On first sight Prasanna seems to have made a compelling case for batting that high in the order: he is widely considered the best gloveman in the country, and he amassed 736 runs to lead his domestic side Bloomfield to the title in the first-class tournament. The trouble for the 31-year-old Prasanna is that two of the other contenders, Dinesh Chandimal and Kaushal Silva, both at least six years younger than him, scored even more. Chandimal, in particular, has been talked up as a star in the making for at least a year now.
Add to that, three single-digit scores in the two warm-up matches, and he surely must have felt insecure about his place coming into the series. Not so, he says. "I love handling pressure, I don't why everybody says I'm under pressure because I have proved myself every time I have had a chance in Test matches." And he has too - averaging an astonishing 53.70 over his past ten Tests, certainly enough to qualify for that No. 6 place.

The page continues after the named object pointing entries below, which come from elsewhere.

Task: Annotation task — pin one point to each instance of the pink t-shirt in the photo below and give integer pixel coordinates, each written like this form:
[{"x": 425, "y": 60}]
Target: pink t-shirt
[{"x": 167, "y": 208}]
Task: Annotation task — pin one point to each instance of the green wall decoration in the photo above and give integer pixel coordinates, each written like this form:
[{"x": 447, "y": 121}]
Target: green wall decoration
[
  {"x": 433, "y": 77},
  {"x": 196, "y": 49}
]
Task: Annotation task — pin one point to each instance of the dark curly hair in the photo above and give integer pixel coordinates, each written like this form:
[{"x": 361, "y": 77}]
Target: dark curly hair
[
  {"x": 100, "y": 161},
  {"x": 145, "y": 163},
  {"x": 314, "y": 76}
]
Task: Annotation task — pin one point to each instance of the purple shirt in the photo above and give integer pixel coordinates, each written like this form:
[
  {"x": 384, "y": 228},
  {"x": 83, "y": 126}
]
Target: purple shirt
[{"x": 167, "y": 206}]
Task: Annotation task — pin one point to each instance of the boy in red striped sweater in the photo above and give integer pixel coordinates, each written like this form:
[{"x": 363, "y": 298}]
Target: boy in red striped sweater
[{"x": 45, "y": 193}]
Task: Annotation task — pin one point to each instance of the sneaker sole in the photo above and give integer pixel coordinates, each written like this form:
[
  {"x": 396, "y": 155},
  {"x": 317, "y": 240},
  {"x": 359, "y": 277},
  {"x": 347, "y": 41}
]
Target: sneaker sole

"This is a new challenge I've had, I normally bat at No. 7," he said. "This time for team balance I have to play at No. 6, all the team management trusted me, I think I proved myself."
Still, when he walked in at 159 for 4 on a sunny Cardiff day, the wisdom of playing five full-time bowlers was getting tested for the first time. Mahela Jayawardene failing to continue his series-opening centuries in England had left the home side relishing the prospect of getting into the long Lankan tail early on the second day.
The first signs that may not come to pass were when Prasanna scored his first runs through a classy punch between the bowler and mid-on. A couple of streaky fours followed - outside edges to the third man boundary which increased Stuart Broad's frustration - before a lazy fielding attempt from Kevin Pietersen gave him four more.
That pushed him along to 20, and with Graeme Swann and Jonathan Trott operating either side of lunch, he had time to settle in before facing the challenge of the second new ball. Though he scored at a brisk pace, it wasn't an innings studded with eye-catching strokes, barring some emphatic sweeps against Swann, and a powerful pull off Trott . It was more about nurdling the ball around into the gaps, the placement allowing him to pick up plenty of twos and threes.
It was one of those threes that brought up his century, only the second Sri Lankan wicketkeeper to post a hundred in the United Kingdom, after Amal Silva more than two decades ago. The normally undemonstrative Prasanna cherished the milestone, not content with just the wave of the bat to the crowd but following it up by facing the dressing room and repeatedly pumping his fist on his chest. "I have toured England before, but I never got a chance to play a Test," he said. "This was my first time, and I'm really happy to get a hundred in my first innings."
Dilshan had said after winning the toss that Sri Lanka would be satisfied with a total in the range of 350-400. By the time Prasanna was dismissed, Sri Lanka had moved along to 397 and the series of doughty partnerships that he had put together had thwarted the home side for most of the day. Broad bravely talked about reprising what Australia did in the only other Test in Cardiff ("bat once and bat big") but Sri Lanka are the happier side two days into the series. And the most content of them will be Prasanna.